While this glorious spectacle of democratic renewal is always heartening, the tone set on opening day should not be mistaken for the tune that will eventually play-out. Yes, the founders called it a Congress, meaning “a coming together,” but they fully understood it would not be a harmonic convergence of views, goals and policies. Not only did they grasp that any democratically-elected institution would produce a clashing of interests, they purposely divided responsibilities among the branches to prevent a concentration of power in any one place. As Madison put it in Federalist 51, “ambition must be made to counteract ambition.”

The framers did not fully appreciate that in addition to the Constitution’s separation of powers and attendant checks and balances, political parties would emerge as an additional check on action. That has been especially evident under divided party government which has been the norm for 40 of the last 60 years.

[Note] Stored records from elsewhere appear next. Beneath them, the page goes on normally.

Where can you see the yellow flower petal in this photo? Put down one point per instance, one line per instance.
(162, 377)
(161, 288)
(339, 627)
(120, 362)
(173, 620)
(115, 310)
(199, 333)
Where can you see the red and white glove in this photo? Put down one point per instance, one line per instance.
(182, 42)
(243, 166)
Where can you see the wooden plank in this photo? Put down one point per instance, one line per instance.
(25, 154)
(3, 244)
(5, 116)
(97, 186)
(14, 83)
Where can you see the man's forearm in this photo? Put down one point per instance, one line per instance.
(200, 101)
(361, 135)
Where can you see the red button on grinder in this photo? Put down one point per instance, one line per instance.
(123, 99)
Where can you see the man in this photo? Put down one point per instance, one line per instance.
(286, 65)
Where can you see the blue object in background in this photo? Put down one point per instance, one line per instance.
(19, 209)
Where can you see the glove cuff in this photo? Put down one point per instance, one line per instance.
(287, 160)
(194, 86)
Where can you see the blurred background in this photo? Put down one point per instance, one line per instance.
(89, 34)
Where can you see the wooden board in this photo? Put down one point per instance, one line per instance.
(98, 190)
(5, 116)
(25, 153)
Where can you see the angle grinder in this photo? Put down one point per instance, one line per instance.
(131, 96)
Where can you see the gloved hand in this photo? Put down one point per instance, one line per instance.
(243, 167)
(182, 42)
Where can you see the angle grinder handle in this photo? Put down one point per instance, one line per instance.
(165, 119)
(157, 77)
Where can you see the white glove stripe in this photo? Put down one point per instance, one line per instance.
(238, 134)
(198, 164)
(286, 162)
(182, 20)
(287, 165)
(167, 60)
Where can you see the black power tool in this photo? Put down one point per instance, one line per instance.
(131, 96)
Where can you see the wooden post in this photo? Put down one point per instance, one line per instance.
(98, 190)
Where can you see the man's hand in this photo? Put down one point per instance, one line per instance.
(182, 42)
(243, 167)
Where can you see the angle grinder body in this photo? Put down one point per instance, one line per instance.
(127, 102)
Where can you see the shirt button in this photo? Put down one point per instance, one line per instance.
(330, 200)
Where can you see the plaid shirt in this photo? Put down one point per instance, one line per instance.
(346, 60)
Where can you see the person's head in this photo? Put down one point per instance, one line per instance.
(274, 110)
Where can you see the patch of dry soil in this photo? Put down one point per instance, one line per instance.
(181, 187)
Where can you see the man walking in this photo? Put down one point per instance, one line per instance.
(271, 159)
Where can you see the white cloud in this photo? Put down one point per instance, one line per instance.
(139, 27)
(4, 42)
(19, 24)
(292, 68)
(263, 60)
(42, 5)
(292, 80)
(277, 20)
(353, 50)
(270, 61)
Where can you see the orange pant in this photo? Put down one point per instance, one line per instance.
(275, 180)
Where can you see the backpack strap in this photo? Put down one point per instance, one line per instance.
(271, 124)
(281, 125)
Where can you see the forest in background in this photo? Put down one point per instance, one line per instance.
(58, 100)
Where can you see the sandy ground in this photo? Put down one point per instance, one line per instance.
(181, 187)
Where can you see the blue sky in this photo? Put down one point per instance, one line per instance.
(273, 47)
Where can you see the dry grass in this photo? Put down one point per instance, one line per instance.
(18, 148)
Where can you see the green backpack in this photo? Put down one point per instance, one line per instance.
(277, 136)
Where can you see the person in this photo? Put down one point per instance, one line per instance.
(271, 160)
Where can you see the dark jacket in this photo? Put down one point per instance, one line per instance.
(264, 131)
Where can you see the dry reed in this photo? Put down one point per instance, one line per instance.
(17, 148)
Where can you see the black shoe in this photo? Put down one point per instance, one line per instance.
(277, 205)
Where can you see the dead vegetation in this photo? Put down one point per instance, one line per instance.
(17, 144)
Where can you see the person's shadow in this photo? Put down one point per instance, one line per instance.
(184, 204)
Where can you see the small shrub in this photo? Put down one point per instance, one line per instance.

Notwithstanding all the upbeat opening day bonhomie and hoopla, the parties go their separate ways on the two most important votes members will cast: the election of Speaker and the adoption of House rules for the new Congress. The former vote is a recognition that the Speaker, while historically serving as the neutral presiding officer of the House, has also been the majority party’s leader almost since parties first emerged.

The latter vote is a recognition that the majority party fashions rules that allow the will of a House majority eventually to prevail on legislation. Translated, that usually means the rules are designed to expedite consideration and adoption of the majority party’s legislative agenda.

Ironically, the debate on adopting rules for the new House has become a perfunctory slam-dunk, subject to just one-hour of debate and no amendments unless the minority happens to prevail on a procedural vote to commit the resolution with instructions to amend – which it never does.

George B. Galloway, in his 1962 Legislative Reference Service history of the House, recounts how, in the years after the Civil War, it was not unusual for a new House to spend several days debating and amending the rules package recommended by the Rules Committee. In that way, new members could learn the work ways of the institution while senior members could take their measure. That changed with the emergence of party governance in the 1890s and the takeover of the rules origination process by the majority party caucus before a Rules Committee is even appointed.

Those following opening day proceedings on C-SPAN may be baffled that the House chamber and galleries empty immediately after members are sworn-in by the Speaker. The extra television lights are extinguished, and only a handful of members remain in the dimly lit chamber to present and debate the resolution adopting rules for the new Congress. Everyone else has retreated to swearing-in receptions in members’ offices.

It is little consolation to know that the rules from the previous Congress are being re-adopted by reference in the rules resolution with just a few new tweaks. Even though those rules, developed over decades, provide for a “regular order” process of thoughtful, fair and orderly consideration of legislation, they are not self-executing. Instead they have been openly flouted for years through leadership-driven procedural suspensions, interventions and circumventions.

Unfortunately, most members today were not around three and four decades ago when the regular order was regularly observed. However, even if they remained in the chamber for the rules debate they would learn nothing about the old rules being brought forward. Most of the debate will focus instead on the minor new tweaks.

The House would be far better off to postpone consideration of the rules package until day two when all members can participate in an extended discussion of just what the regular order of rules is and why it is so important to learn and adhere to. Obviously, that will require a leadership led effort of reeducation and rededication of the House to a deliberative lawmaking process. But, in the final analysis, it may have as much to do with the reputation and legacy of the 114th Congress as the legislation it enacts.

Don Wolfensberger is a resident scholar at the Bipartisan Policy Center, a senior scholar at the Woodrow Wilson Center and former staff director of the House Rules Committee.